Movement as Culture: Dance in the Middle East, North Africa, and the Diaspora

Characterizing Colonial Fear of Dancers

Book: Dancing Fear and Desire: Race, Sexuality, and Imperial Politics in Middle Eastern Dance, by Stavros Stavrou Karayanni

Dancing Fear and Desire: Race, Sexuality, and Imperial Politics in Middle Eastern Dance by Stavros Stavrou Karayanni serves almost as a reclamation of the narrative of Middle Eastern dance that was and continues to be tainted by the Western world.
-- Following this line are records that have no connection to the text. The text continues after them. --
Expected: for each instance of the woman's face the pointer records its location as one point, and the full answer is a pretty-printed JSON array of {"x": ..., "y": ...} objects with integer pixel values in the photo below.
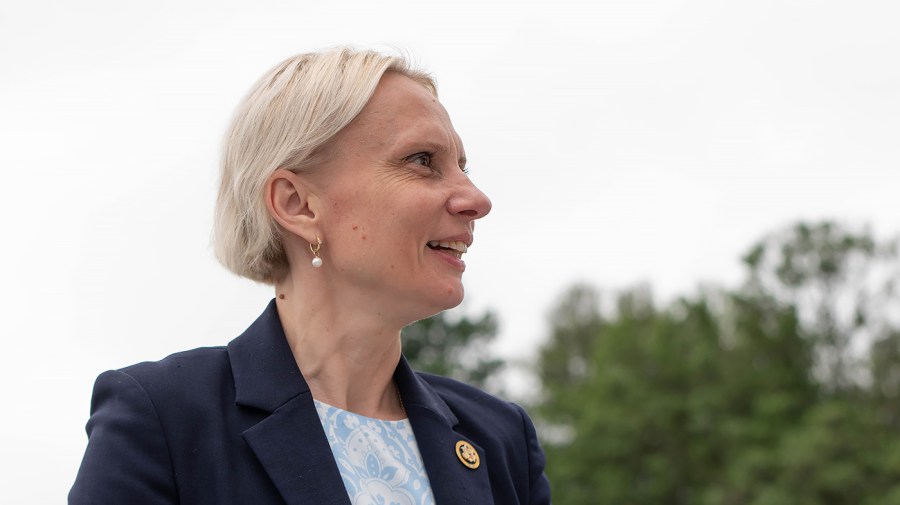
[{"x": 397, "y": 208}]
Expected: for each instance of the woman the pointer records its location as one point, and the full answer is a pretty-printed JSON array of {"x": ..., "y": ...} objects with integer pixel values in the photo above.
[{"x": 344, "y": 186}]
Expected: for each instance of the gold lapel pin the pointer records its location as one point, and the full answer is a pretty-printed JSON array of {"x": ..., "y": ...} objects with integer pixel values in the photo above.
[{"x": 467, "y": 454}]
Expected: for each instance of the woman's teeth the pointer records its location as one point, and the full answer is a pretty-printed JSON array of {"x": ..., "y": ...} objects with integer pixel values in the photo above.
[{"x": 455, "y": 245}]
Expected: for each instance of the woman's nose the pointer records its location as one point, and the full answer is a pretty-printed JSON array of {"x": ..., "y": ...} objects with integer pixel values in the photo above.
[{"x": 469, "y": 201}]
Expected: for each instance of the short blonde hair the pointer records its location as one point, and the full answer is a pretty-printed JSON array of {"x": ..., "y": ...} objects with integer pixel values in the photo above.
[{"x": 284, "y": 122}]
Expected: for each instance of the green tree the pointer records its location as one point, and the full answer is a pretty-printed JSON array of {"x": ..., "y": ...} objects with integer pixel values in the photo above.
[
  {"x": 455, "y": 347},
  {"x": 782, "y": 391}
]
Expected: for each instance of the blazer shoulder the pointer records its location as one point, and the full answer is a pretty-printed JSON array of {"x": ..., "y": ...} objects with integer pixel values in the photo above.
[
  {"x": 193, "y": 371},
  {"x": 471, "y": 403}
]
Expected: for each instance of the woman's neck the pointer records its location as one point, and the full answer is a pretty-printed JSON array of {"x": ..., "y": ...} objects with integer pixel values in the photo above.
[{"x": 346, "y": 353}]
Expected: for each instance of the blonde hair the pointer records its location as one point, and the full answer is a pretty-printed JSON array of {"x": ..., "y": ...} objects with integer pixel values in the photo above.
[{"x": 284, "y": 122}]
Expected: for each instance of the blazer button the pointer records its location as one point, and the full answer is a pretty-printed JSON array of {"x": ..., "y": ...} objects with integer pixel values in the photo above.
[{"x": 467, "y": 454}]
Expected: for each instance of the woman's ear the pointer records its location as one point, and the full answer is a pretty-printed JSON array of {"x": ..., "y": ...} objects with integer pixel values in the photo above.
[{"x": 292, "y": 204}]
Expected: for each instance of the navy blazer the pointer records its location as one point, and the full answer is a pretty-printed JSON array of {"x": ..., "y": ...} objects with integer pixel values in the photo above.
[{"x": 237, "y": 424}]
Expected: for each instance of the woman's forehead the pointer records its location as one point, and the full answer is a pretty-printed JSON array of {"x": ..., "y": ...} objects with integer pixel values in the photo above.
[{"x": 402, "y": 110}]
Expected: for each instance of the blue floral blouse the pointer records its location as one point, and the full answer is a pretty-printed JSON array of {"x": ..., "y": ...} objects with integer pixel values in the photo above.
[{"x": 379, "y": 460}]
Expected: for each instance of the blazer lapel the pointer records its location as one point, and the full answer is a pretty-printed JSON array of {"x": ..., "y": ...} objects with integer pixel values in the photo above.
[
  {"x": 290, "y": 443},
  {"x": 434, "y": 426}
]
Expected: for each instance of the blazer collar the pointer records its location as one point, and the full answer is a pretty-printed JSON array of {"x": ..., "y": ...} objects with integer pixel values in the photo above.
[{"x": 291, "y": 444}]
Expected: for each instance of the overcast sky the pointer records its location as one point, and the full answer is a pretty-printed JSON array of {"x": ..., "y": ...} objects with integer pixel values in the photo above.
[{"x": 620, "y": 141}]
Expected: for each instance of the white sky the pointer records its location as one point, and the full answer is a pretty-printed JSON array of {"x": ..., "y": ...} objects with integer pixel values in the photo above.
[{"x": 620, "y": 141}]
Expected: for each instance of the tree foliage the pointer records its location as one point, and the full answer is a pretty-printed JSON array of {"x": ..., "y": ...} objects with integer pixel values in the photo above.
[
  {"x": 458, "y": 348},
  {"x": 782, "y": 391}
]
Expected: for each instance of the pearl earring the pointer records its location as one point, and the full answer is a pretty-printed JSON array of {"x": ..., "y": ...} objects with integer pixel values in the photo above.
[{"x": 317, "y": 261}]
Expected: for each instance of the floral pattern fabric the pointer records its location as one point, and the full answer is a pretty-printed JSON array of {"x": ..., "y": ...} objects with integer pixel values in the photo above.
[{"x": 379, "y": 460}]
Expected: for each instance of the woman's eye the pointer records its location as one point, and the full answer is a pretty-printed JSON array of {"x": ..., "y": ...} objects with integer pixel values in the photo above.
[{"x": 423, "y": 159}]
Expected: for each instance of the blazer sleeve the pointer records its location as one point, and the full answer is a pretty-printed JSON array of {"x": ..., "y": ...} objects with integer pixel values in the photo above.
[
  {"x": 127, "y": 457},
  {"x": 539, "y": 485}
]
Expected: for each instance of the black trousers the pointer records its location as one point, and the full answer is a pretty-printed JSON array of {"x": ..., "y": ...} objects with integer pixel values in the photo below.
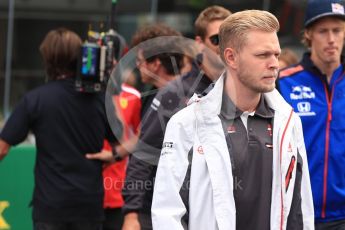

This book explores the complex feelings associated with belly dance from fascination to disgust and topics such as “national identity, sexuality, and dance performance” through an analysis of travel narratives (Karayanni, 4).

I focus my analysis on chapter 2 of the book called “Dismissal Veiling Desire Kuchuk Hanem and Imperial Masculinity". The focus of this chapter is on the travel narratives of Gustave Flaubert and George W. Curtis and their encounter with a famous dancer named Kuchuk Hanem. Karayanni begins by describing one encounter of Flaubert with Kuchuk Hanem through a private performance where Flaubert uses language like “brutal” to describe her dance (Karayanni, 40).  Unlike Flaubert, Curtis focuses a bit more on the dance of Kuchuk Hanem which allows for some extrapolation to early Gawazee movement. Between the two, Flaubert’s narrative received more attention for its more provocative descriptions. Karayanni asserts that some of Flaubert’s focus on Kuchuk Hanem’s body could come from the contrast of Hanem's celebration of her body with rigid European norms. Flaubert’s time in Egypt comes from a desire to escape these Europeans norms and engage with the “spectacle of the East” ( Karayanni, 48). When it comes to how Flaubert sees Kuchuk Hanem, Karayani asserts a paradox of the divine and the mortal. In his description is information about a bad tooth and this is meant to reduce her divinity and ground her in mortality. However, Flaubert’s own weakness is confirmed by his inability to control his reaction towards her despite the “decay” present within her. After one particular encounter, Flaubert lies awake anxiously, while she sleeps peacefully. In this moment, his “imperial subjectivity” that has served him all of his life is “incapable of securing him a safe arrival at the site he yearns for” and that is Kuchuk Hanem (Karayanni, 51). Furthermore, Flaubert is uncomfortable knowing that he isn’t the only man that’s been with her and that he will soon be forgotten. Hanem does not need Flaubert. She and the East existed before him and will continue to do so, something Flaubert has trouble grasping. Flaubert is suspended in his physical desire for her body and his mental desire to possess her mind and have power over her. After his encounter with Hanem, Flaubert tries to downplay his reaction to her and her dance. He writes “the oriental woman is no more than a machine: she makes no distinction between one man and another” (Karayanni, 55). His ego cannot allow him to admit his visceral reaction to Hanem and thus he tries to reduce her personhood and give her a one-track mind. 

This information will be extremely useful for my project and characterizing colonial fear. I believe that Flaubert’s travel narrative indicates that Flaubert is fearful over the power Kuchuk Hanem holds over him. His European subjectivity had always given him power and when Kuchuk Hanem doesn’t react to that; Flaubert is at a loss. He tries to downplay his fear by relying on tropes and stereotypes of the Orient as a defense mechanism. In reality, Flaubert was captivated by something that didn’t need him to function or have a purpose. This fact kept him anxiously awake at night and aids in his despair of not being important to her. The French colonizers of Algeria and English colonizers of Britain had this same fear and insecurity and like Flaubert they reduced the personhood of these dancers as a defense mechanism through their use of colonial postcards (French) and creation of dance schools (Devadasis).

Citation: Karayanni, S. S. Dancing Fear and Desire: Race, Sexuality, and Imperial Politics in Middle Eastern Dance. Wilfrid Laurier University Press, 2004.